Annual ‘Mosquitofest’ proves to be a big hit with children
Bees and bugs were the big attractions at Saturday’s Mosquitofest at the Marin/Sonoma Mosquito and Vector Control District in Cotati.
Mosquitofest, now in its fifth year, continues to grow each year and draws in children, parents and interested observers from all throughout Sonoma and Marin counties.
Last year, more than 500 people attended this event, and the District anticipated an even bigger crowd. And that’s saying something considering neighboring city Rohnert Park was hosting an all-day celebration of its 50th year as an incorporated city. The impetus behind Mosquitofest was to draw attention to Mosquito Vector Awareness Week. The District had the foresight to expand their scope through the school systems.
Originally for all ages
“Originally, it’s geared for all ages, and as it started to grow, we started promoting it in the schools,” said Nizza Sequeira, the District’s public relations director. “And the teachers really like the idea of the backyard bug contest. It tied in well with their science programs, so they started encouraging kids to come as well.”
Granted, this event has been geared toward kids, but there was something for everyone. Those who stopped by also were treated to either a free burger or hot dog on the grill.
“The men like to look at the big equipment like the boats or all-terrain vehicles we use out in the field,” Sequeira said. “The kids are always curious about everything, but they really like our Backyard Bug Barn and the Backyard Bug contest.”
The Backyard Bug Barn had on display just about every bug one could find in the backyard.
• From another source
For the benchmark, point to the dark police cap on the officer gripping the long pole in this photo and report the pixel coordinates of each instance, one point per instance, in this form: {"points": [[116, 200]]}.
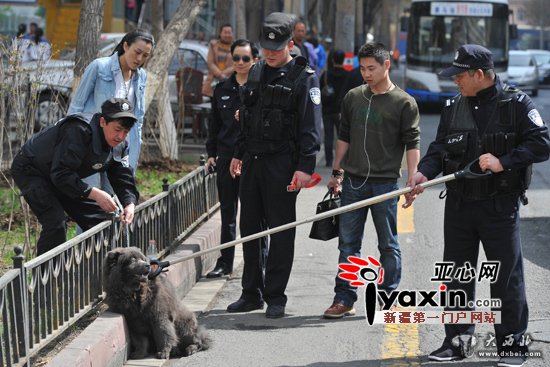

The contest consisted of children between kindergarten and the eighth grade finding a bug, watching the bug, drawing the bug, learning and writing about the bug. This year, Sequeira believes what had been on the minds of most who attended Mosquitofest were ticks, a serious problem for dog and cat owners in Sonoma County.
“We’ve got a lot of people inquiring about ticks and Lyme disease this year,” she said. “Yellowjackets and mosquitos would be next as far as interest.”
Eating flavored bugs
Not only were there bugs on display, there also were bugs available for consumption. Isaac Holiday, an 11-year-old from Santa Rosa, was one of the brave souls who ate a smorgasbord of crickets. He mixed chocolate-covered, bacon and cheese, sour cream and onion and barbequed crickets into a small cup and downed them all in one shot.
“It didn’t taste too bad…it tasted crunchy” Holiday said. “I did it just to do it, but I know it’s not something I’d eat all the time.”
Leon Beck, an elderly gentlemen from Santa Rosa, said he learned of places mosquitos lay their eggs. More importantly, he said he learned how to prevent mosquitos from infesting certain areas of a home.
“You see this pipe that comes out of the house?” Beck said, pointing to a display on one of the tables. “If you don’t put a screen down there, mosquitos will lay their eggs in there, and man will you have a serious problem. I’ve been around a long time, and that’s something I never knew. See, you’re never too old to learn something new every day.”
Knowledge is power, and educating the public on the potential hazards that come with insect bites is one of the District’s primary goals.
“We want residents to walk away from this event with a better understanding of the importance of mosquito and vector control and the part they play in reducing their own risk of contracting a vector-borne disease.”